In my continuing run through the Penguin Lives Series, I have just finished Abraham Lincoln. What stuck me as I was reading was the similarities between Lincoln and Churchill. Like Churchill, Lincoln's was a hero not because he never failed but because at a crucial moment in history his character made all the difference.
This particular Penguin Life is interesting because Thomas Keneally, a novelist living in Aulstralia, tells it in straight narative form. Keneally is most famous for his novel Schindler's Ark that inspired the film Schindler's List. It is interesting to read a novelist's take on Lincoln's life. Obviously Lincoln's life and times were complex and controversial and so it must have been difficult to tell the story in less than two hundred pages. That Keneally attempts it at all is one of the reasons I like the Penguin Lives series in the first place. Massive biographies and studies of Lincoln, the Civil War, and nineteenth century politics can be quite daunting. A short but fast paced overview of this towering figure is of great value.
That said Keneally came up a bit short in parts. Now I am not a Lincoln scholar or even a person that familiar with the time period. Rather, I tried to judge the writing and the organization. The writing is fair overall but at times it seemed forced; like the author is unsure if this is a novel or a history book. Keneally tries to bring in some trivial points to give you a flavor of the time. He frequently mentions the wether on a particular day, for example, even though it bears no relation to the event. It seems odd to mention the fact that it was icy when Lincoln traveled to the Illinois statehouse to take his seat as representative. He also lacks a rhythm when describing Lincoln's early life, the story seems to jump around and Keneally doesn't chart the time frame very well.

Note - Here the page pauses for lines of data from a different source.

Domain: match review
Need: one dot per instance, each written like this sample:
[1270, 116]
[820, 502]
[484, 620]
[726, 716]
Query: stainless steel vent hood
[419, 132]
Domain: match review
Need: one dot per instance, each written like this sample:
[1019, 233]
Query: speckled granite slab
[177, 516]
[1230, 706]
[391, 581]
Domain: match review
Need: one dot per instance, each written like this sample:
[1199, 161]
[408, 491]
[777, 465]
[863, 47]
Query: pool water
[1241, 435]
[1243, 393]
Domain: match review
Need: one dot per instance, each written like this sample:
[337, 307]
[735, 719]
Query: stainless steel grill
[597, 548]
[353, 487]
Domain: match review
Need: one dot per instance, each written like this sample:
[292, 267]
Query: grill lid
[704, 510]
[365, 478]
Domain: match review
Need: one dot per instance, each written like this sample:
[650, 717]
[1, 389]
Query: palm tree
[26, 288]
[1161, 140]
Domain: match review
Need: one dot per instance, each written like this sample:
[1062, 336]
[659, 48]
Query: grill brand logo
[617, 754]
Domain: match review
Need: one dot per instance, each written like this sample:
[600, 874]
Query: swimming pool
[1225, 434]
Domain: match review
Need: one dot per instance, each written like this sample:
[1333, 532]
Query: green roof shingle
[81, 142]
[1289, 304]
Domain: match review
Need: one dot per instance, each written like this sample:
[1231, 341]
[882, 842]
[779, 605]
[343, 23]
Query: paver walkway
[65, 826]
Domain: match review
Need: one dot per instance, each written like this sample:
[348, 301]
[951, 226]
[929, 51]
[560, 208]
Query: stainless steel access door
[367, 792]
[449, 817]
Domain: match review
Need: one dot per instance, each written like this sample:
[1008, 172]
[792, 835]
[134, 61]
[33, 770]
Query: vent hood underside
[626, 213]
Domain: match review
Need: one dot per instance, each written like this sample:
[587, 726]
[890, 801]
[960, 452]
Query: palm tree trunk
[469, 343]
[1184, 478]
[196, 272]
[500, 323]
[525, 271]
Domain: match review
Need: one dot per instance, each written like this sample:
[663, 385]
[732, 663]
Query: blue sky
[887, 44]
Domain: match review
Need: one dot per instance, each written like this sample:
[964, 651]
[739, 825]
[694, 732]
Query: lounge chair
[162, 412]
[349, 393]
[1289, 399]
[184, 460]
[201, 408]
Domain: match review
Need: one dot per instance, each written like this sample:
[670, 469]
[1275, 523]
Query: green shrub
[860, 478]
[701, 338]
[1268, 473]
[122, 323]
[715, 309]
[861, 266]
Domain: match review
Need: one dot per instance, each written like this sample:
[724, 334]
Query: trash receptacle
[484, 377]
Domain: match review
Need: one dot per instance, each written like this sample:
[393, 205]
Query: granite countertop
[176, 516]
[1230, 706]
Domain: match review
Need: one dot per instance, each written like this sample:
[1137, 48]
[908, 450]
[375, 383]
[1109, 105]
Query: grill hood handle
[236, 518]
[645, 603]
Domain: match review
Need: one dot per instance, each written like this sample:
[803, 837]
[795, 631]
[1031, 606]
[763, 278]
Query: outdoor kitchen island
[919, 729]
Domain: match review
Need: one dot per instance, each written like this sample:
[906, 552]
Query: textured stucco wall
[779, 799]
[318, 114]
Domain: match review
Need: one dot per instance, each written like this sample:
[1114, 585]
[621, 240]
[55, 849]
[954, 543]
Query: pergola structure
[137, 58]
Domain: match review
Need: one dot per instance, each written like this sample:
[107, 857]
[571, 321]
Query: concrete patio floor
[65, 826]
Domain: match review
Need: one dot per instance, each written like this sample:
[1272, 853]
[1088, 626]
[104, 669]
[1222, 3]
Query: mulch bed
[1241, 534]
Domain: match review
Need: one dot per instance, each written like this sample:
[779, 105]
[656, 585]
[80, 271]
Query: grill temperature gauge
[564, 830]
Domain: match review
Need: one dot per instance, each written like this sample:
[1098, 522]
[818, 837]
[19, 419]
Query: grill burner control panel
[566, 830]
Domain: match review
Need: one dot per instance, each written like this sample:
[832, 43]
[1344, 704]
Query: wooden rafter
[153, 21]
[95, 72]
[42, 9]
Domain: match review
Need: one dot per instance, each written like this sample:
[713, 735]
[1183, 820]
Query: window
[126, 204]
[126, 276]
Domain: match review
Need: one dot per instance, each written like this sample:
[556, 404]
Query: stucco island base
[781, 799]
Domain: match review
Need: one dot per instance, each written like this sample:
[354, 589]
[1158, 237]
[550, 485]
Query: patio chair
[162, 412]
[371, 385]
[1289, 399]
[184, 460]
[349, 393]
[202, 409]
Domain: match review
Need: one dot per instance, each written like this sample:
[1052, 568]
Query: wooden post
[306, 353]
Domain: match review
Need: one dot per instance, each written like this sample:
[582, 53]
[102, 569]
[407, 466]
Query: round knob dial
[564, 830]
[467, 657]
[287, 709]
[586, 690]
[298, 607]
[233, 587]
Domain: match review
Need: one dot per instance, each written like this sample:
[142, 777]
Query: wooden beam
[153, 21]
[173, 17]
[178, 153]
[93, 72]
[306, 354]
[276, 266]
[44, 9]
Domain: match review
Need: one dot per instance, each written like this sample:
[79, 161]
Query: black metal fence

The story picks up quite a bit, however, as Lincoln begins to pursue the Presidency in earnest. From the point at which being elected president becomes a real possibility the book picks up pace and flows nicely. The meat of the book is really an enjoyable read. You can follow the press of events as Lincoln becomes president and civil war looms. You read in wonder the pressure and responsibilities that are thrust upon Lincoln's shoulders and can't believe the people he had to put up with in the course of the most dangerous time in American history since the revolutionary war. The political infighting and treachery; the personal difficulties and tragedies; and the violent and devastating events of the Civil War make for an exciting and gripping story - all the more so as they are true.